DOI: 10.26717/BJSTR.2022.43.006881

Mini Review

There was once a wonderful person at the Kazan Agricultural Institute - Konstantin Ignatievich Popov. He was a disabled veteran of the Great Patriotic War, who figuratively and artistically told students about pests of agricultural plants. With each massive damage to crops, he was involved in finding out who the pest was? Once, while talking about damage to sugar beets, he could not find out which insect had damaged the leaves. And it was July, the heat was unbearable, he was very tired and sat down to rest on the ground in the field. And right in the audience sat on the floor. At the same time, with one hand, he leaned, and with the other he sorted out lumps of soil that fell under his arm. Suddenly, as he said, one of the lumps was not crushed. Looking, he saw a beet weevil. And he began to tell the students what kind of pest it is. This is how his lectures went. And all the students adored this teacher. While studying in my third year, I wanted to prepare my thesis with Konstantin Ignatievich Popov. And in the summer of 1959, on his instructions, I walked around the alfalfa field with an entomological net and determined the number and types of insects that came across, and the mass of alfalfa plants in this area. Meanwhile, my classmates participated in the haymaking. Indeed, a definite relationship was found between the number of insects and the increase in plant biomass. Konstantin Ignatievich invited me to his home to discuss these data. He lived in a separate one-story house in the courtyard of the main building of the KSHI. And through the window the territory of the Suvorov military school was visible, where the future officers were marching.

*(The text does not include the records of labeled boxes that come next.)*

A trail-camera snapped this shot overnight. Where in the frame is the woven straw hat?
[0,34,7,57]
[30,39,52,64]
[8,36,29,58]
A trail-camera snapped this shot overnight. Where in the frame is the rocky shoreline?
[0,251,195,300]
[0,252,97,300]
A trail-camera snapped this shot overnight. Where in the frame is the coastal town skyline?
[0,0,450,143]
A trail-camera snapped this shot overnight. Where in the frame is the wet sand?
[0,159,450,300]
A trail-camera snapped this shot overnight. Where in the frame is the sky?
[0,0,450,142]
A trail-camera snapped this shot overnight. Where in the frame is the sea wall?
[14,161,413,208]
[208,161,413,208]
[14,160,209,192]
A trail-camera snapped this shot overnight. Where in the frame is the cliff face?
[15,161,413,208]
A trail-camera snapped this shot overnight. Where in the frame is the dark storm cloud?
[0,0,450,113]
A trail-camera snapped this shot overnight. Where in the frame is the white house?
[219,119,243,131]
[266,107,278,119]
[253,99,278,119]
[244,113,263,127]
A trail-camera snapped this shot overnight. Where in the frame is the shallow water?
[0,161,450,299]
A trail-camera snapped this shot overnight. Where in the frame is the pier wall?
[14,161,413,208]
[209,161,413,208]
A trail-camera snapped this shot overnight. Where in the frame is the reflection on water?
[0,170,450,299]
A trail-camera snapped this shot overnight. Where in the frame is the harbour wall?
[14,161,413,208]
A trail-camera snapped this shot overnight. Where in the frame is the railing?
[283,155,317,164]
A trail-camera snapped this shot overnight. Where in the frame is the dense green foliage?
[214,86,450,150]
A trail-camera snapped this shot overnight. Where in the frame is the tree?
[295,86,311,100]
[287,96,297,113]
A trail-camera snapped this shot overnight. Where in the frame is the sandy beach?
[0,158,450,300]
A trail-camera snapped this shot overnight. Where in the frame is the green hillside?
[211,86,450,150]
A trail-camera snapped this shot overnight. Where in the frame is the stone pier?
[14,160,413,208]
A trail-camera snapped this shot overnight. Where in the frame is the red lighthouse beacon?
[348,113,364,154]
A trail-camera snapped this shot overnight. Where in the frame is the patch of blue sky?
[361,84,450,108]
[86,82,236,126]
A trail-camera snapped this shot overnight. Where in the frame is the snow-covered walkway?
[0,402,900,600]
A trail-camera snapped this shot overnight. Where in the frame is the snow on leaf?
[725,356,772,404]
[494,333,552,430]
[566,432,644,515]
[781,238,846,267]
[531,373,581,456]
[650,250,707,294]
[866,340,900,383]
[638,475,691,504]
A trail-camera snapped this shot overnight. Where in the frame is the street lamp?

Konstantin Ignatievich showed me his huge thick album, in which, on one side, on each page, “US” was written at the top, and on the other side, “THEIR”. And on the pages of “Them” there were clippings from newspapers and magazines about how everything is controlled (what varieties of plants, whether fertilizers were used in cultivation or not, what pesticides were used, etc.) in Western agriculture. And how all this is not done in the Soviet Union. So this entomologist, visiting fields damaged by pests, noticed that plants damaged by insects grew faster later. He made a proposal to include in the plan of his scientific work the preparation of a doctoral dissertation on this topic. The answer came from party organs that such a research topic would discourage agricultural workers. And there was a ban on such a topic of research. Then Konstantin Ignatievich accepted Yury Solomonovich Karpilov, a former graduate of the Kazan Agricultural Institute, as a postgraduate student and sent him to Kazan University, where I.A. Tarchevsky mastered the method of measuring photosynthesis using radioactive carbon 14C. But it so happened that as a result of the vigorous activity of N.S. Khrushchev, a new plant was brought to agriculture in the Soviet Union - corn, as an important fodder crop. And Karpilov took corn as the object of his research.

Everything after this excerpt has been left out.